I was at the Butler Community Centre last weekend when female representation on Waterford City Council was halved. Now some might argue that I’m trying to be radical with this statistic, in that the number of female councillors was actually reduced from two to one. But given that there are fifteen seats on that Council, I see this as hugely significant. Five female candidates ran in the City East area (one third of the total number), yet these women received just 21.7% of the votes and it was largely on the basis of transfers that Roche held her seat. No women ran in the City North area and, of the two (out of eleven) who campaigned in City South, just 8.5% of people gave them their first preference.

Two women held seats on the last Council, elected in 2004, and, during that term, the city elected its first ever female Mayor in Mary O’Halloran. Yet the city seems to have taken a step backwards this time around.

Less than 400 female candidates ran for political parties in last week’s election. Fine Gael ran 176 females out of 780 candidates. Two of these candidates ran in Waterford city, one of which (the aforementioned O’Halloran) lost her seat to a (male) party colleague.

Fianna Fáil’s speed-dating style selection process resulted in the nomination of three female candidates in the area, though none of them secured remotely enough votes to be elected. Labour, which has often prided itself on the high level of female participation in its party and out forward 62 women out of 206 candidates nationally, did not run any woman candidate in Waterford city.

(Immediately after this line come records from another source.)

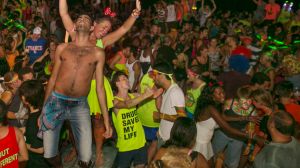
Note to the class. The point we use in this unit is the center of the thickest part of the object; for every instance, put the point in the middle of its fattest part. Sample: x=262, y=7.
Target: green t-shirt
x=129, y=129
x=146, y=108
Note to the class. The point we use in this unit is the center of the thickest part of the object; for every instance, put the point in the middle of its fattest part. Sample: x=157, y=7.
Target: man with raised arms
x=66, y=94
x=101, y=39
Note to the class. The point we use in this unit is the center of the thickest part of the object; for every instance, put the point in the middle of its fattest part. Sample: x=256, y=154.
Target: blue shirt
x=36, y=49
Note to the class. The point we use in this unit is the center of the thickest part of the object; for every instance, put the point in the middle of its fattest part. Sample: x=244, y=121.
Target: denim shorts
x=76, y=110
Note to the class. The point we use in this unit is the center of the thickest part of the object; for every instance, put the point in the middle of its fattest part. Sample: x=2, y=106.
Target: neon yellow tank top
x=146, y=109
x=99, y=43
x=129, y=129
x=93, y=98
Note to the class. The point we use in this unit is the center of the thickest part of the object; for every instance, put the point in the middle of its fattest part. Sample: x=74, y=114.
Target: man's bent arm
x=63, y=11
x=116, y=35
x=55, y=70
x=100, y=90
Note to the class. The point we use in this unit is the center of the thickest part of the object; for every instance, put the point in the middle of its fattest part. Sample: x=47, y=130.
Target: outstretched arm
x=101, y=92
x=116, y=35
x=67, y=21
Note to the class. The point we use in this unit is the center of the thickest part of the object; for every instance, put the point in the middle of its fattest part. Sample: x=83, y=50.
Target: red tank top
x=9, y=150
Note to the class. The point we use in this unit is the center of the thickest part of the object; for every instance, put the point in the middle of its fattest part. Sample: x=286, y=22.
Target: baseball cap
x=37, y=30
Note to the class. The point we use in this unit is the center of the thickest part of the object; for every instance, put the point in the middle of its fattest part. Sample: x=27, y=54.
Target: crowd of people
x=178, y=84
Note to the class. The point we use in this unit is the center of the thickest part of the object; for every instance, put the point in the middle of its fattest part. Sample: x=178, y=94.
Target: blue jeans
x=233, y=148
x=77, y=111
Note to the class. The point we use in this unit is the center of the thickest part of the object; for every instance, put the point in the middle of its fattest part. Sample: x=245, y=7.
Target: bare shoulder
x=62, y=46
x=99, y=52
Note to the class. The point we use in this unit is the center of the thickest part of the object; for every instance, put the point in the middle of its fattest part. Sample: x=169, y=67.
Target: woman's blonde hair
x=244, y=92
x=262, y=96
x=173, y=158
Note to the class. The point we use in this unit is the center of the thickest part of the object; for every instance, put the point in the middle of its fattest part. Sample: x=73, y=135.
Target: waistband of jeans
x=64, y=97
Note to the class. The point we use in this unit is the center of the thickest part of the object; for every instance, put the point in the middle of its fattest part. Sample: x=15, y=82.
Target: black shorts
x=137, y=157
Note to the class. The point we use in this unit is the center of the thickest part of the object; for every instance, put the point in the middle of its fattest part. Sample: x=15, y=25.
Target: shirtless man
x=101, y=26
x=101, y=39
x=66, y=94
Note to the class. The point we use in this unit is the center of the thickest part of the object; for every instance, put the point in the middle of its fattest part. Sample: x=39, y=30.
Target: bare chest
x=78, y=57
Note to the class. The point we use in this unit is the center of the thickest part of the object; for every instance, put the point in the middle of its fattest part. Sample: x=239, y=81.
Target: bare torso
x=76, y=71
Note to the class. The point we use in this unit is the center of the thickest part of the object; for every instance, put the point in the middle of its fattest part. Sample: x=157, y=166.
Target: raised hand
x=138, y=5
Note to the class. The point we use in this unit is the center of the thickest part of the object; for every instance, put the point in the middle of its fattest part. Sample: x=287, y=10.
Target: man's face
x=101, y=29
x=157, y=77
x=83, y=23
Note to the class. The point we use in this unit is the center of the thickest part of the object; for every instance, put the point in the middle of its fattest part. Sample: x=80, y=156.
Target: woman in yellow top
x=131, y=137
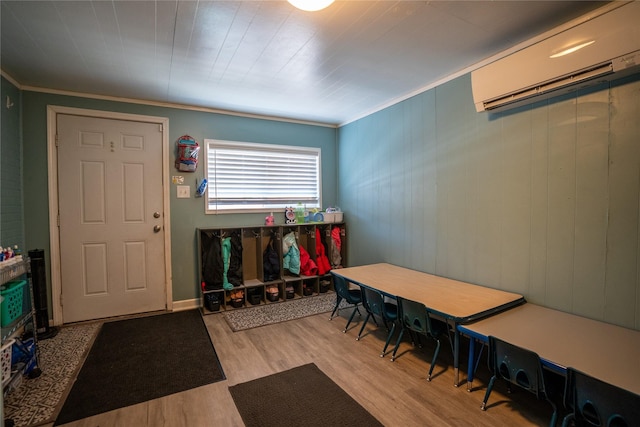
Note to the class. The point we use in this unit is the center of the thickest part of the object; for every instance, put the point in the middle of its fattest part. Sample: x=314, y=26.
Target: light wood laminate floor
x=396, y=393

This is not a straight-forward Girls Vs Boys argument, I hasten to add. Many of the decisions made by Waterford City Council are completely unrelated to gender. But I’ve sat at local authority meetings over the past five years and repeatedly listened to Roche and O’Halloran raise their voice to highlight countless traditional ‘women’s’ issues, including the lack of affordable childcare and the need for a cervical cancer vaccine. And it was reassuring to know that two intelligent and eloquent women were there on my behalf.

The crux of the matter is that women are obviously not voting for women, despite the knowledge that the majority of us are far more empathetic and make more efficient multi-taskers then the men in our lives. And yet we’ll probably be the ones to whinge and moan when we observe the new Council making ‘typical man’ decisions.